In accordance with my POP3 settings (using Outlook Express), a tag is appended to all incoming emails (port 110). Until today this task was faithfully accomplished. However, today I received some mails all from the same sender with pdf's attached, and the tag was not appended. Maybe they were from a 'secure' server as the contents are 'private and confidential'. Is there any way to find out why the tag was not appended - perhaps from the message internet header details ? The top toolbar, 'File','Edit', 'View' etc. was not displayed in Acrobat Reader with these pdf's. Am also using Frontgate which I use to check mails on the server before downloading them. My 10th day of using NOD32 - please accept my apologies if this turns out to be some oversight on my part. Thanking you.
No Blackspear. I do not use gmail, but come to think of it, when I hover my mouse over File: in IMON staus window it shows 'http://www.google'..... something/logo.gif or similar. ( Can't remember exactly as IMON has moved on to more pressing business ...he..he..he) I have seen previous threads about gmail and now wonder if those mails originated from a gmail server. ??
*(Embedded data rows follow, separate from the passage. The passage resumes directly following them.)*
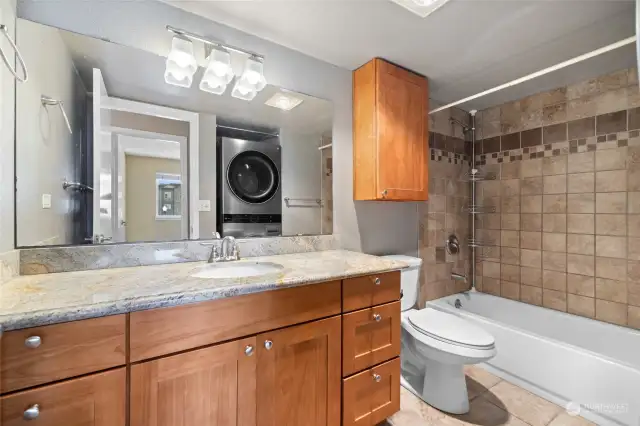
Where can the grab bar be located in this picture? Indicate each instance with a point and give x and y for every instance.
(5, 31)
(46, 100)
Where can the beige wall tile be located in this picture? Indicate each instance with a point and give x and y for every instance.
(531, 168)
(634, 203)
(611, 181)
(531, 276)
(611, 159)
(581, 284)
(531, 240)
(510, 273)
(511, 221)
(554, 222)
(607, 267)
(613, 202)
(581, 264)
(581, 244)
(531, 258)
(531, 295)
(510, 239)
(510, 204)
(553, 261)
(554, 165)
(611, 224)
(531, 186)
(581, 203)
(583, 162)
(554, 203)
(554, 184)
(580, 182)
(531, 204)
(581, 223)
(615, 291)
(510, 255)
(554, 280)
(554, 300)
(510, 290)
(531, 222)
(554, 242)
(611, 312)
(633, 316)
(581, 305)
(491, 286)
(607, 246)
(510, 188)
(633, 225)
(633, 251)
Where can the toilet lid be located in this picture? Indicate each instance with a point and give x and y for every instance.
(450, 328)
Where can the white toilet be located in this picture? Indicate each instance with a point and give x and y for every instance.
(436, 346)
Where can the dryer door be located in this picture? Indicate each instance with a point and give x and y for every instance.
(253, 177)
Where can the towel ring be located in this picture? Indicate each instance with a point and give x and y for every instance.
(5, 31)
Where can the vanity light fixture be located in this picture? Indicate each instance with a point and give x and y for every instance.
(181, 63)
(251, 81)
(218, 73)
(422, 8)
(284, 100)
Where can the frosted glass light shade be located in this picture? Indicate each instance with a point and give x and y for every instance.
(181, 63)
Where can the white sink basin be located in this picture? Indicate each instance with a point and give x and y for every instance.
(237, 269)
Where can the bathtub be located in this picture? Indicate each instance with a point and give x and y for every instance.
(561, 357)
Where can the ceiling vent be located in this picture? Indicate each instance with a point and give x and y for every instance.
(422, 8)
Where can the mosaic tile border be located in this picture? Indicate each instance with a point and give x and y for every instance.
(592, 143)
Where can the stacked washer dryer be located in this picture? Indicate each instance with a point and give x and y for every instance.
(249, 194)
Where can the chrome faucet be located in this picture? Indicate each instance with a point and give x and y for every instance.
(224, 248)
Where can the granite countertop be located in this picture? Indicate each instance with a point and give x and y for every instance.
(36, 300)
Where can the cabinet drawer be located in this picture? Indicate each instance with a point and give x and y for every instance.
(96, 400)
(163, 331)
(371, 396)
(371, 290)
(370, 336)
(38, 355)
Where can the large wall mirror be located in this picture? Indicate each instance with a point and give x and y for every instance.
(109, 150)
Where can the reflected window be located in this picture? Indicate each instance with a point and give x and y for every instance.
(168, 196)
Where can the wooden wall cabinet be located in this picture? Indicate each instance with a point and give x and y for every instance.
(390, 133)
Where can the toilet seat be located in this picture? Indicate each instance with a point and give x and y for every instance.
(450, 329)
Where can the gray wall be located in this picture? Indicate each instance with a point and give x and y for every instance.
(364, 226)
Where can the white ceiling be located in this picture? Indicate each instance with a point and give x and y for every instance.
(465, 47)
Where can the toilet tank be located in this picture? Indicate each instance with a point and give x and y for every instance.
(409, 279)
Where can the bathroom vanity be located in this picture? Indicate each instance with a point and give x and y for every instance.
(307, 352)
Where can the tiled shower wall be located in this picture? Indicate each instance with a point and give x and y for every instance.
(444, 213)
(563, 213)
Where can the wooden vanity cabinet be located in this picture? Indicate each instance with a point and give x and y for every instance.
(390, 133)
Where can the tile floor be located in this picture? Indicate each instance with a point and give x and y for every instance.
(493, 401)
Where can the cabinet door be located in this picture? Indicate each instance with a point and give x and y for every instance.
(96, 400)
(299, 375)
(370, 336)
(210, 386)
(373, 395)
(403, 133)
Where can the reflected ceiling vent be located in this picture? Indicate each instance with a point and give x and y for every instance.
(284, 100)
(422, 8)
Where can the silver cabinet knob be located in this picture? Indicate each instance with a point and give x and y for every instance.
(32, 412)
(33, 342)
(248, 350)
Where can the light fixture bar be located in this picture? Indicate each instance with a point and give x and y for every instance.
(196, 37)
(536, 74)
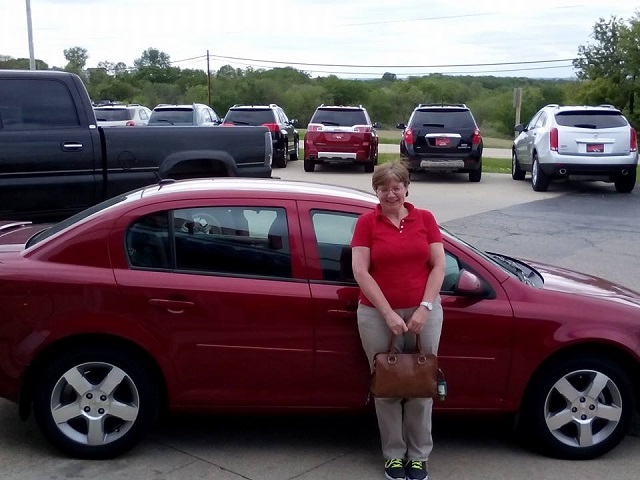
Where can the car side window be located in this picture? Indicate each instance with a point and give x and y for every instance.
(31, 104)
(233, 240)
(333, 231)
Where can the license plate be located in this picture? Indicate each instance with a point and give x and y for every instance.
(595, 147)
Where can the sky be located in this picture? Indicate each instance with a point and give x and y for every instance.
(347, 38)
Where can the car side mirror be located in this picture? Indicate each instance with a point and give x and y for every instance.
(469, 284)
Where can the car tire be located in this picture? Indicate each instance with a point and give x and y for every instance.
(309, 165)
(95, 402)
(476, 175)
(294, 155)
(626, 184)
(539, 180)
(578, 408)
(517, 173)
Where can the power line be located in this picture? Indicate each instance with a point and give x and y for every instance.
(393, 66)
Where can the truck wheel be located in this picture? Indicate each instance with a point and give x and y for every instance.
(517, 173)
(578, 408)
(539, 180)
(309, 165)
(625, 184)
(95, 402)
(294, 154)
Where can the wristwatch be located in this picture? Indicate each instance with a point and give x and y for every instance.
(427, 305)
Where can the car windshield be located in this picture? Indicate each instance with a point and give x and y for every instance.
(113, 115)
(340, 117)
(443, 119)
(78, 217)
(176, 116)
(595, 119)
(252, 116)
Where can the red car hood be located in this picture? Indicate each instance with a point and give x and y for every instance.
(568, 281)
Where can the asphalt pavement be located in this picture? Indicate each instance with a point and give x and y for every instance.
(588, 227)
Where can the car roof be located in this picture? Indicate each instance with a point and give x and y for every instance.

Hi ! The fact where the mail originates form has nothing to do with IMON . In case you use encrupted connection to get the main IMON will not be able to scan the file/traffic because it will be encrupted , IMON just can't recognise/read it in the Winsock .
Hello again ! No I don't use encrypted connection for mail. Any idea why the mails were not tagged ? All the other mails received are tagged. Probably nothing to get excited about - I am just curious.
It could be that malformed MIME attachments are hiding the NOD32 tag. Try viewing the message source (right-click message --> Properties --> Details --> Message Source...) to see if you can find the NOD32 tag buried somewhere in there. If this is indeed the problem, then it is a matter of the way the original message was formatted and sent. The tag was added, but because of the way Outlook Express decodes the message, it is not visible.
Or, it could be that it's a "malformed" HTML message without all the tags (like the ones sent by hotmail's web interface), because when IMON couldn't find the tags in a HTML-fomatted mail, it just didn't append it (there was no </body> or </html> tag, I don't remember that wall). So I would agree with alglove, it's maybe a matter of how the original message was formatted.
Thank you for your responses. Will look into this when I next receive mails from that source. I have deleted the mails mentioned as they are private/confidential, but I did check the message source and found nothing untoward - probably because I didn't specifically look for NOD32 tag buried in the message source.